# new rail/trail bike?



## clochner (Oct 25, 2010)

Newbie Q. here. I'm looking for a bike to use on long distance rails to trails with the idea of camping along the way but also for slow but not difficult touring this meaning I'd like to take in the view and history of an area etc. and will set no upper speed goal but do not want cheapie junk 'cause I'm not racing. Almost appears to be a 'tweener since local shops look at me like I have 3 eyes(one in the center) Any links or recommendations or even what this class is called would be appreciated. Chris.  I currently live in the Baltimore area.


----------



## singlecross (Nov 1, 2006)

The easy answer here is Surly Crosscheck or Long Haul Trucker.

But, check out the Rawland bikes blog... They're putting together some bikes right now for pre-order.

singlecross


----------



## wooglin (Feb 22, 2002)

Bunch of bikes could fit that bill. Bianchi Volpe jumps immediately to my mind. 

Will you use panniers or a trailer?


----------



## clochner (Oct 25, 2010)

Which is better from a practical standpoint? I'd think the trailer would be best if you're not going off road; the downside might be a desire to over pack. Opinions? Thanks,Chris.


----------



## rmsmith (Feb 15, 2007)

You need to look at the touring bikes with 26" wheels. You can search for "RTW" bikes, i.e., round the world. Browse on over to Adventure Cycling!


----------



## H.Bicycletus (Apr 16, 2006)

singlecross said:


> The easy answer here is Surly Crosscheck or Long Haul Trucker.
> 
> But, check out the Rawland bikes blog... They're putting together some bikes right now for pre-order.
> 
> singlecross


+1 to the Surly's. . . you can run medium width tires like 700x28's or fatter 35's. Will easily accommodate racks and panniers. The LHT is not lightweight, but is truly a great all-around touring/commuting bike. 

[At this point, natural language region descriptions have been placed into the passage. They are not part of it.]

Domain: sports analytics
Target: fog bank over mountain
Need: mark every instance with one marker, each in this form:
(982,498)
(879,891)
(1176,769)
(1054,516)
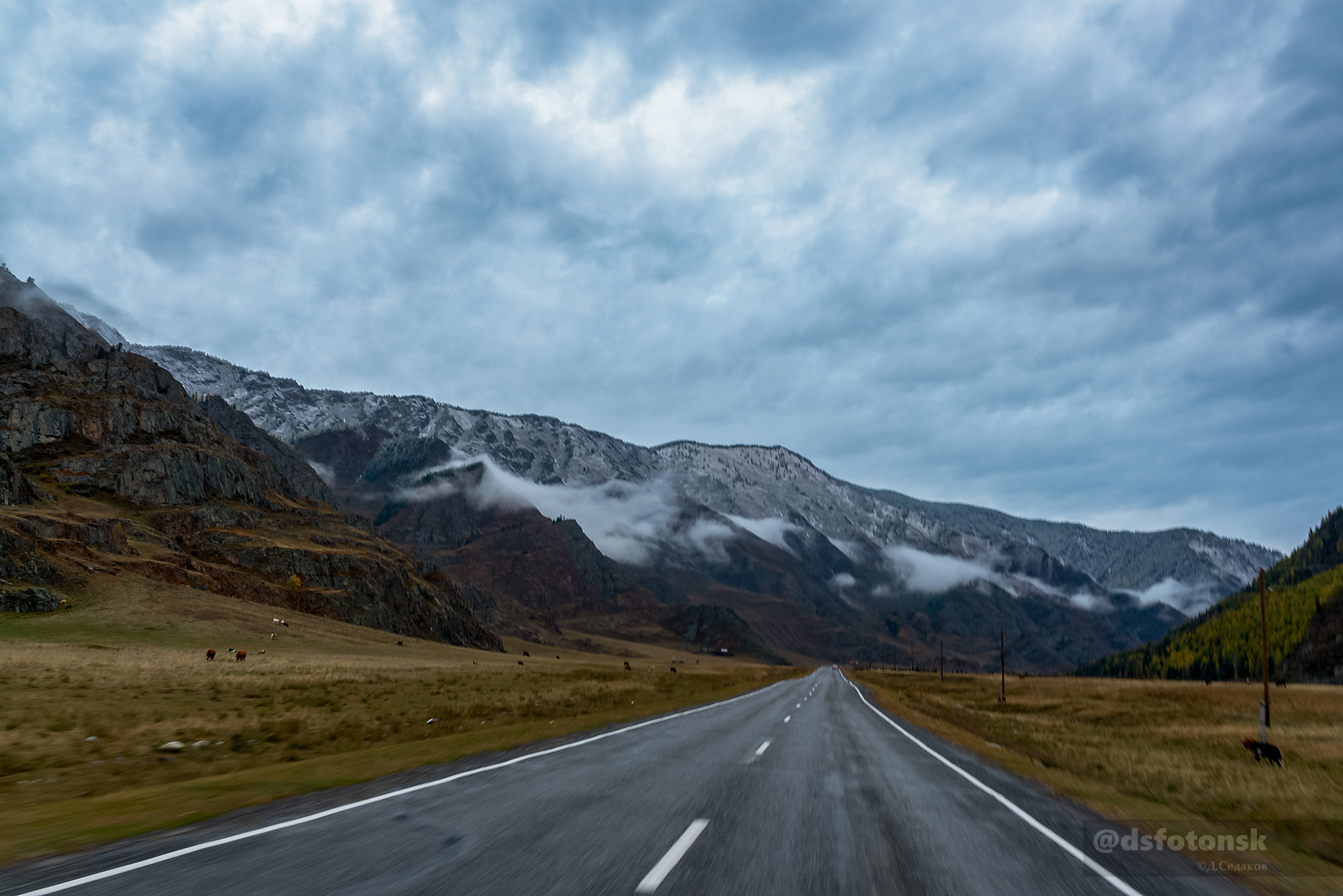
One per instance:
(633,500)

Cyclocross bikes (Crosscheck or others) are also great choices for trail-to-trail rides. "road" type geometry but will take wider tires better suited for packed dirt roads.. .


----------



## Meat Foot (Jul 13, 2005)

wooglin said:


> Bunch of bikes could fit that bill. Bianchi Volpe jumps immediately to my mind.
> 
> Will you use panniers or a trailer?


Rode most of the Hiawatha trail in Idaho with my Volpe and 2 year old in the Burley trailer this summer. I was using 32c Vittoria Randonuer tires with little issue. The bike was quite stable. I use this bike as my commuter too with rear panniers and find it to be very capable. If I had to do it over again I would try to get a bike with disc brakes, more important here in the rainy pacific northwet. I have since switched to 35c tires and look forward to more gravel/dirt paths/trails. Good luck.


----------



## pdh777 (Oct 7, 2005)

Another bike to consder - The Gunnar Sport - in a perfect world I would own one.


----------



## onrhodes (Feb 19, 2004)

Don't forget to check out things such as the Specialized Sirrius, Tricross or Crosstrail models, Trek FX models, Cannondale Quick or Bad Boy. While the suggestions above are all valid, You're going to be talking a minimum of probably $1,000. Some of the models I have mentioned can be had for $600-850 that will fit your needs, are not total junk and come from "mass produced" retailers with long history. 
There is nothing wrong with Bianchi, Sury, or Gunnar, but in my area, you'd be hard pressed to find a shop that stocks any of those. We've got all the big names around here.


----------



## perttime (Jun 27, 2005)

Salsa seems to have some bikes that should work. Check their "Culture" section for ideas:

http://salsacycles.com/culture/ or 
http://salsacycles.com/culture/topic/bikepacking/


----------



## philoanna (Dec 2, 2007)

You are going to have fun with this process.
I live in St. Michaels and I know a couple of shops over your way.
I have a Specialized Tricross and did own a Crosstrail. I bought them at Capital Bicycles in Annapolis. Definately worth the trip down 2 or 97 if you want to check out Specialized.
Kona has at least a couple of dealers in the area. Pedal Pushers off of Ritchey Highway in Severna Park and Proteus. Kona makes cool bikes.
There are some Surly dealers in your are. I am definately going to own a CrossCheck in the near future which makes a great all arounder.
I also own a Sasla Casseroll single speed. Salsa makes a couple of bikes that would be great for you. The Fargo is cool and has disk brakes.
Anyway, have a blast. Sometimes this is the most fun part of owning a bike, the shopping around for one.
Kevin


----------



## weltyed (Feb 6, 2004)

maybe the salsa fargo?


----------



## shudson16 (Mar 20, 2009)

Check out the Gary Fisher Dual Sport collection from Trek. They offer four different models, all made to ride on the road or off. Looks like mtb but rides like road bike. Much lighter than a mtb. 700c wheelsets,disc brakes, lock out front forks, braze ons for accessories. Perfect for rail-trails. All well under $1000. HTH


----------